Background: With the advent of population and comparative genomics research in non-model organisms, a highly contiguous and accurate reference genome has become paramount in assuring the validity of conclusions from such genome-wide analyses. In the last two years, the references assemblies of two model eukaryotes have been significantly revised using PacBio long read sequencing technology (Saccharomyces cerevisiae and Drosophila melanogaster). Here we extend these methods to a non-model Drosophilid, D. yakuba, in order to assess the practicality of PacBio long read assemblies for non-model metazoans, with the particular aims of rectifying previously characterized misassemblies, and producing a whole chromosome arm genome assembly for an insect genome within a reasonable budget.
Methods: We obtained ~100x of long reads from 20 SMRT cells, performed de novo assembly of the PacBio long reads using Celera Assembler and FALCON, meta-assembled these assemblies, and re-incorporated read information thrown out by the assemblers. Using an existing linkage map, we scaffolded the contigs into full chromosome arms.

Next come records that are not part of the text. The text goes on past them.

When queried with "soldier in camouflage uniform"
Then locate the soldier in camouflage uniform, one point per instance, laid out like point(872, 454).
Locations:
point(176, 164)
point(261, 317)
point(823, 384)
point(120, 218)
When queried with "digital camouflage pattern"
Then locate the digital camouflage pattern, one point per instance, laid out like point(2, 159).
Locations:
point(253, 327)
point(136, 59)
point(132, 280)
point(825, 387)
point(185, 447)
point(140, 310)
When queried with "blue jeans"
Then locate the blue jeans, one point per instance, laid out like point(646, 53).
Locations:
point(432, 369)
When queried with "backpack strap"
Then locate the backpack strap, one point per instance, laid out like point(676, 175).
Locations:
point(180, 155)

Results: We generated meta-assembled contigs with an N50 of 12.2 Mb, three of which spanned at least 90% of a chromosome arm. Minimal scaffolding was necessary to generate chromosome arms (on the order of tens of contig joins across the genome). The contigs also corroborated evidence of and fixed two major (5 Mb and 3 Mb) misassemblies in the existing D. yakuba reference genome.
Significance: We have shown that PacBio-only assembly can generate a highly accurate whole chromosome arm genome sequence for non-model metazoans, a necessary prerequisite for reliable genomics analyses.